I will attempt to write an update (on the weeks SCOV issues opinions) on a weekly basis this year. Will I succeed in doing so? Who knows?   

Two opinions this past week: one entry order and one regular opinion, both in criminal law.

 We’ll start with the entry order. Mr. Labrecque has been trying to get out of jail on bail for a few years now. He’s accused of repeatedly sexually assaulting his partner’s daughter. Last go-‘round, in July ’21, he got SCOV to reverse and remand on the trial court’s failure to properly consider his electronic-monitoring proposal. This sequel is a different story and SCOV affirms this hold-without-bail order. This time, the trial court did consider the electronic monitoring issue and decided against it for articulated reasons—specifically that his partner would be working 50 hours a week, defendant’s criminal history, and defendant’s proximity at the proposed residence to a school and teenagers. An interesting wrinkle here is that Odyssey (the relatively new e-filing system in Vermont) is involved and there’s an indication that counsel didn’t attend a hearing where a decision was issued because of Odyssey irregularities and two different appeals got filed as a result. SCOV just glosses right over those issues, even though to find jurisdiction it has to acknowledge that the record in Odyssey ain’t exactly accurate. At any rate, SCOV concludes that defendant’s criminal history and the evidence in the case weigh in favor of detention in this case, over any mitigation of public-safety concerns presented by electronic monitoring. State v. Labrecque, 2022 VT 6 (mem.)

This week’s full-court opinion is an interlocutory appeal on whether a person can be charged under the “luring a child” statute, when the person charged believes he’s communicating with an adult to arrange sexual contact with a child, and the child turns out to be fictitious. Survey says . . . Yep. Defendant met a woman in an online chat room who said she had a seven-year-old and thirteen-year-old daughter. Defendant attempted to arrange to have sex with the woman’s thirteen-year-old daughter. Turns out woman was a cop and thirteen-year-old daughter was not real. The police tracked down defendant and charged him under the statute. (A brief aside: in general, I don’t like the idea of law enforcement baiting people to commit crimes and then charging them, but here I can make an exception.)

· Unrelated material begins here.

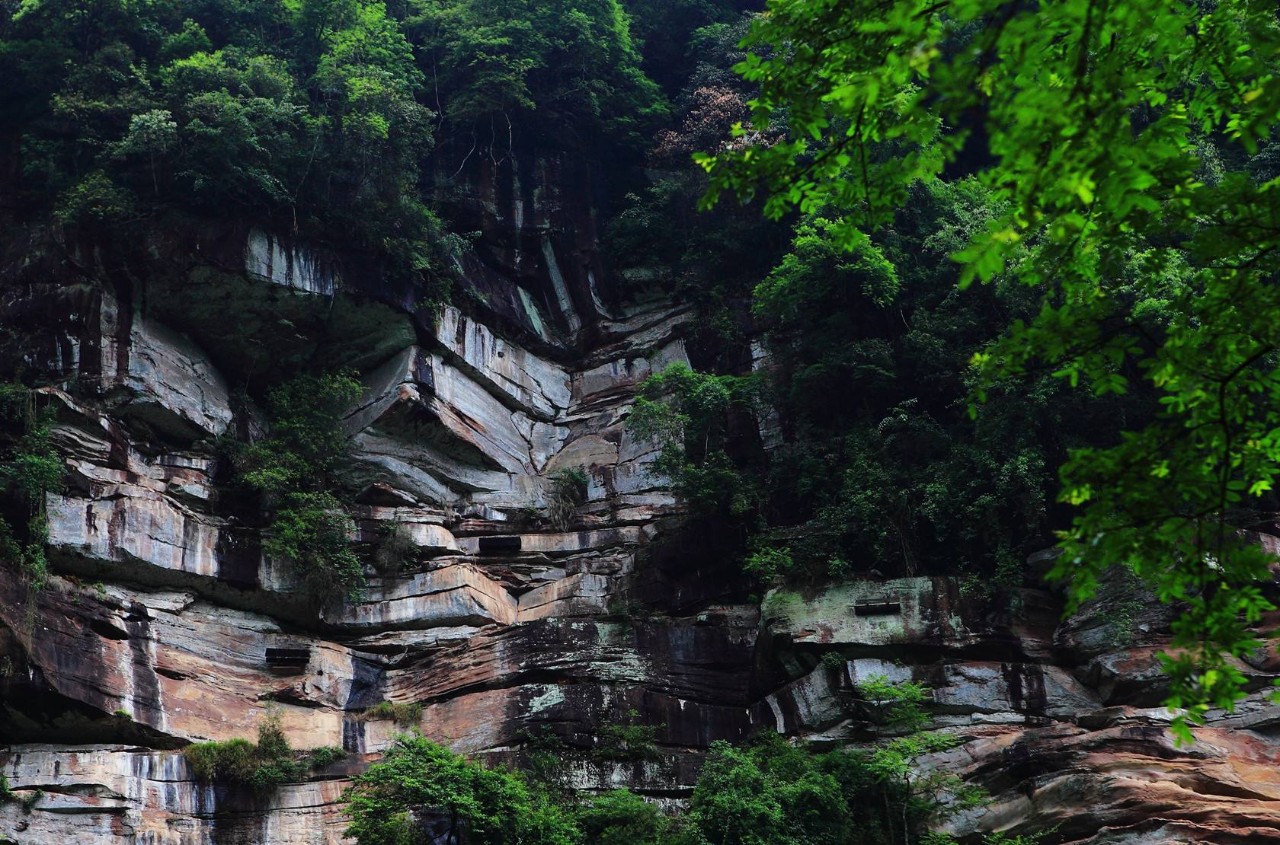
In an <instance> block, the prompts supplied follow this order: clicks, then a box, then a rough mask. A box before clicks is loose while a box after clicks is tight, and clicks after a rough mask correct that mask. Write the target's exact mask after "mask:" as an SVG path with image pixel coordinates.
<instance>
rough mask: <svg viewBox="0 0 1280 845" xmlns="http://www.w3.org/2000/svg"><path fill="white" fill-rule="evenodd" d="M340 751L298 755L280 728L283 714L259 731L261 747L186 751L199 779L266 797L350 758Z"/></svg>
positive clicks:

Defendant moved to dismiss, arguing that he thought he was communicating with an adult woman, not a child and therefore the statute didn’t apply. The trial court reasoned that the statute prohibited solicitation “by any means” and that covered this situation. Defendant moved to reconsider and that was denied. Defendant then filed a second motion to dismiss, arguing that the statute requires existence and proof of a human child who is the subject of the solicitation, which was not present in his case. The trial court rejected the argument reasoning that the elements were satisfied in this factual scenario but certified the question for interlocutory appeal.

On appeal, SCOV affirms the trial court’s denial of defendant’s motions to dismiss, reasoning that the term “another person believed by the person to be a child” makes it clear that the only thing required is the defendant’s belief that a child exists, not an actual child. SCOV runs through some case law from other jurisdictions and explains that under the statute, the crime of solicitation is complete upon its attempt—there is no requirement of an act. This one goes back to the trial court for further proceedings. State v. Vogel, 2022 VT 5.